Eher selten wird es jedoch vorkommen, dass sich jemand eine politische Rede zu seiner Beerdigung wünscht. Da müsste dieser Jemand entweder zu Lebzeiten ein recht sonderbarer Mensch gewesen sein oder einfach nur pervers. Ich meine jetzt mal im Ernst, stellt euch vor, ihr geht auf eine Beerdigung und zum Abschied erklingt die letzte Neujahrsrede von Frau Merkel. Unvorstellbar oder? Das zeigt doch klar auf, was wirklich wichtig war, einen Wert hatte. Musik ist wichtig, weil sie uns berührt. Frau Merkel oder jeder andere Politiker hat letztendlich wenig bis keine Bedeutung für uns. Jedenfalls nicht im Guten. Eher im bösen Leben. Und in diesem bösen Leben, nun, da berührt mich derzeit Frau Merkel. Und dies ist jetzt der Zeitpunkt, diese Frau aus der Kolumne zu schmeißen.
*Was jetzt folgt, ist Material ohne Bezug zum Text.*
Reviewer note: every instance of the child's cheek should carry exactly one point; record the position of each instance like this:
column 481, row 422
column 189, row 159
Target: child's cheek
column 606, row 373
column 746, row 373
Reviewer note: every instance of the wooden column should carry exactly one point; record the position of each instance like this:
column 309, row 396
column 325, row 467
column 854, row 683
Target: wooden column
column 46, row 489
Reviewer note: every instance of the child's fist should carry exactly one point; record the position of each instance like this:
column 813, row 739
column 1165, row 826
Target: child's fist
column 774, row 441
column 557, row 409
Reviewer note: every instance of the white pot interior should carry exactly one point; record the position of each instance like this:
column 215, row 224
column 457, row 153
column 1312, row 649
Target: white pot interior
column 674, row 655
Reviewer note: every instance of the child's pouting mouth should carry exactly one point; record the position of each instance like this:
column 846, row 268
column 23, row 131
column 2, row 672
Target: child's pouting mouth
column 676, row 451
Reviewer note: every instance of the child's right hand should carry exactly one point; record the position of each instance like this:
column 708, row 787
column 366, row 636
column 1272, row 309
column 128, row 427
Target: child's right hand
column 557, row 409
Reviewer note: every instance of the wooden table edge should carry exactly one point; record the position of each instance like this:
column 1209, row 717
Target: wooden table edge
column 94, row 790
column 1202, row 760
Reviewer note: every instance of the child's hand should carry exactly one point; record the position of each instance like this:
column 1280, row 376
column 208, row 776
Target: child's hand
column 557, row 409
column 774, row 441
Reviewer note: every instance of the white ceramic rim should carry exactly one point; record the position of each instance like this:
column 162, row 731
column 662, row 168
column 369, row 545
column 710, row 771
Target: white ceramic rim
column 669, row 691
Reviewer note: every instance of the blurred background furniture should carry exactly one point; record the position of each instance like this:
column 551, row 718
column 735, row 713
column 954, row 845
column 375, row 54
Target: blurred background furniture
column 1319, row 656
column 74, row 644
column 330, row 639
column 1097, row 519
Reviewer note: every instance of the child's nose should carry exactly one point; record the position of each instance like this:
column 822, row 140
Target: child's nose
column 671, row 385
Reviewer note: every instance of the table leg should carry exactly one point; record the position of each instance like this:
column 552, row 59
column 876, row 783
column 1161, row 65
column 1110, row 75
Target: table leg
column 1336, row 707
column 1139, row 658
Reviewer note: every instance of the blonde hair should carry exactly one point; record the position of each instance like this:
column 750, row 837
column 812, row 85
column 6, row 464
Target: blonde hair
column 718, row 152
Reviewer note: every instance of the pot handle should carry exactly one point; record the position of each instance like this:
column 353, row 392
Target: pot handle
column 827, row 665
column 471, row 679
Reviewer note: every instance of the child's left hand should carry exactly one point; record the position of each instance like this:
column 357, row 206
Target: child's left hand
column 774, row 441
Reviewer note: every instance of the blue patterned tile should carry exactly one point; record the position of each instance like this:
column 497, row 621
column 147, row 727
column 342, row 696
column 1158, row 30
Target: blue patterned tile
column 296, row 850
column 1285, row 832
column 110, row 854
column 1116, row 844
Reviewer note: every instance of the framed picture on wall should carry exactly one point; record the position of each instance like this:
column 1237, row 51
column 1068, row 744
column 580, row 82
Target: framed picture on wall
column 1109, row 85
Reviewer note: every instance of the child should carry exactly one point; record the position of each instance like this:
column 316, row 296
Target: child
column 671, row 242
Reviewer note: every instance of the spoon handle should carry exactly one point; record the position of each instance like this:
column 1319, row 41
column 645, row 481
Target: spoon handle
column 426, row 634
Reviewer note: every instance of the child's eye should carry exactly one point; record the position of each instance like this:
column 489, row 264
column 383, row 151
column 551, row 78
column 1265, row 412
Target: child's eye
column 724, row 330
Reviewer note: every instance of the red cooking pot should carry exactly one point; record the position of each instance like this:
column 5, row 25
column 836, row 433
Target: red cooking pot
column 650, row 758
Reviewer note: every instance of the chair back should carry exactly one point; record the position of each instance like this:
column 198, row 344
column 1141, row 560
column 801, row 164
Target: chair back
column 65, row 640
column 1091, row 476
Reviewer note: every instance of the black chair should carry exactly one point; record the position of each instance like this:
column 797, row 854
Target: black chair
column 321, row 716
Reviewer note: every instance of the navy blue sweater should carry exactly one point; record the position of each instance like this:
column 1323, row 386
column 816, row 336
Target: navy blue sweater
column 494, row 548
​Egal wie hart es die letzten Monate kam. Egal wie korrupt sich wieder einige unser gewählten „Volksvertreter“ im Masken-Business offenbarten. Egal wie all die entseelten Eliten aus Wirtschaft, Politik und Medien agieren mögen. Wenn ich eine Scheibe meiner hochverehrten RAMONES auflege, dann bekomme ich die Extraportion „Power", um all das besser ertragen zu können. So schlecht mancher Mensch und die Situation auch sein mag, so gut kann die Musik sein. Es müssen ja nicht gerade die RAMONES für alle sein. Für mich darf es beizeiten auch eine Symphonie von Edvard Grieg in C-Moll sein. Eine Kantate von Bach. Eine Komposition von Debussy. Eine Ouvertüre von Tschaikowsky. Oder Lemmy von MOTORHEAD, der mir den nötigen Tritt in den Arsch gibt, den es braucht, um den Tag zu bestehen. Die BEACH BOYS, die ich gerne höre, wenn im Juni die Apfelbäume im Garten blühen. Einen alten Country Song von HANK WILLIAMS, wenn die Sonne hinter den Bergen untergeht und das gut gekühlte Bier zum Grillen lockt. Musik kann, nein, Musik ist ein Heilmittel gegen vieles, was uns schlecht und mies erscheint. Was uns krank machen kann.

Musik kann geradezu ein göttliches Geschenk in der gegenwärtigen Depression sein. Dieser weltweiten großen Trübsal, die wir alle erdulden müssen. Egal ob jemand nun die Klassik bevorzugt, den Jazz, Blues, Country, Hip-Hop, Rock-n-Roll oder Death Metall. Was auch immer. Völlig egal. Hauptsache, es ist gute Musik. Legt eine eurer Lieblingsscheiben auf den Teller und vergesst für kurze Zeit all den ganzen Scheiß um euch herum. Rockt das Leben! Dafür ist es nämlich da. Zum Spaß haben. Zum Lieben. Zum Feiern. Zum Leben eben. Wir sind doch nicht für diesen so kurzen Moment auf der Erde erschienen, um uns über Jahre hinweg in Angst halten zu lassen. Uns von gewählten Personen verbieten zu lassen, uns zu vertrauen, als Menschen zu umarmen, uns zu lieben. Whatever. Wenn wir uns unsere Menschlichkeit nehmen lassen, dann haben wir uns das Recht, Mensch zu sein nehmen lassen.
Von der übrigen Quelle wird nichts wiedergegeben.